Nach Monaten war es dann im Winter 1962 endlich so weit: Schneider-Merck erinnert sich noch nach Jahrzehnten genau an den Tag und berichtet, immer noch sichtlich bewegt: „Ich schlich mich in der Tatnacht in einem schwarzen Trainingsanzug mit Kapuze ans Ende der Sackgasse an die Mauer und verkittete die Mauer, indem ich den Sprengstoff aus dem Wachspapier auswickelte und wie eine Knetmasse in die Fugen presste. Die Häuser dieses Straßenabschnitts waren unbewohnte Ruinen, die Querstraße im Westen lag etwa 75 Meter entfernt und gegenüber befand sich eine umzäunte Kohlenhalde.
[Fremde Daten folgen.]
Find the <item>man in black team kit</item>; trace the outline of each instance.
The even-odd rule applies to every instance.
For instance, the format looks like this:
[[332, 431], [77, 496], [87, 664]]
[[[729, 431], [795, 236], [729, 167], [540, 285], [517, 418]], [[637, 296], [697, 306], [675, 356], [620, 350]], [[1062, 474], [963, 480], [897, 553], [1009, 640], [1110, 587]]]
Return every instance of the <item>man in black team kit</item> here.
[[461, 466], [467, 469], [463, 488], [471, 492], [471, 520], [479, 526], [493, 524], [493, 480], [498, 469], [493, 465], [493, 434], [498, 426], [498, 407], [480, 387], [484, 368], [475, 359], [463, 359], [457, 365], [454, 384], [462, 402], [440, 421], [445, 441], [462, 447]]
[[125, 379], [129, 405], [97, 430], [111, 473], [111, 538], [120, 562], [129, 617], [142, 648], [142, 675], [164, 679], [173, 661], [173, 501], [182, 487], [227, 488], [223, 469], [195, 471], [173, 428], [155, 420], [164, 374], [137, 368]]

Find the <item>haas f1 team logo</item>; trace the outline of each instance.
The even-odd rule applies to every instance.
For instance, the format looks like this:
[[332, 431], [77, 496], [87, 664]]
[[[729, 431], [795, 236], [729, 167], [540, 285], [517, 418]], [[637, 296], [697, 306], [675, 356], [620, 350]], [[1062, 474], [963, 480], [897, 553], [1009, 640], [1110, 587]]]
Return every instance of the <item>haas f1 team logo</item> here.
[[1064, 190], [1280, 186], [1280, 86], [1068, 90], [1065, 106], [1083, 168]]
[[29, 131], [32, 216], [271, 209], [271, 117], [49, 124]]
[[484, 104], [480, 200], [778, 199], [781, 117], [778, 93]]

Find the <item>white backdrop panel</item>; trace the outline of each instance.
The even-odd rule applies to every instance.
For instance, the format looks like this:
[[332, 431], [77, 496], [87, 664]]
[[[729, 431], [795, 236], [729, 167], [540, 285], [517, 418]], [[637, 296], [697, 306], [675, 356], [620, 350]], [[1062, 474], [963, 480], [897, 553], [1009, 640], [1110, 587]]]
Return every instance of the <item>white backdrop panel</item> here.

Alles war ziemlich dunkel, nur eine spärliche Straßenbeleuchtung erhellte den Tatort minimal.“
Mit der Zündung des Sprengsatzes nahm das explosive Geschehen dann seinen letzten Lauf. „Ich presste die Zündkapsel in die Sprengmasse, entzündete die Lunte, pustete ein wenig, um sicher zu sein, dass sie glimmte und platzierte das Ende in eine offene Dose. Dann stand ich auf und entfernte mich klopfenden Herzens, aber langsamen Schrittes und schlendernd von der Mauer. Ich war trotz der Kälte schweißgebadet“, so Schneider-Meck über die finalen Augenblicke vor dem Anschlag.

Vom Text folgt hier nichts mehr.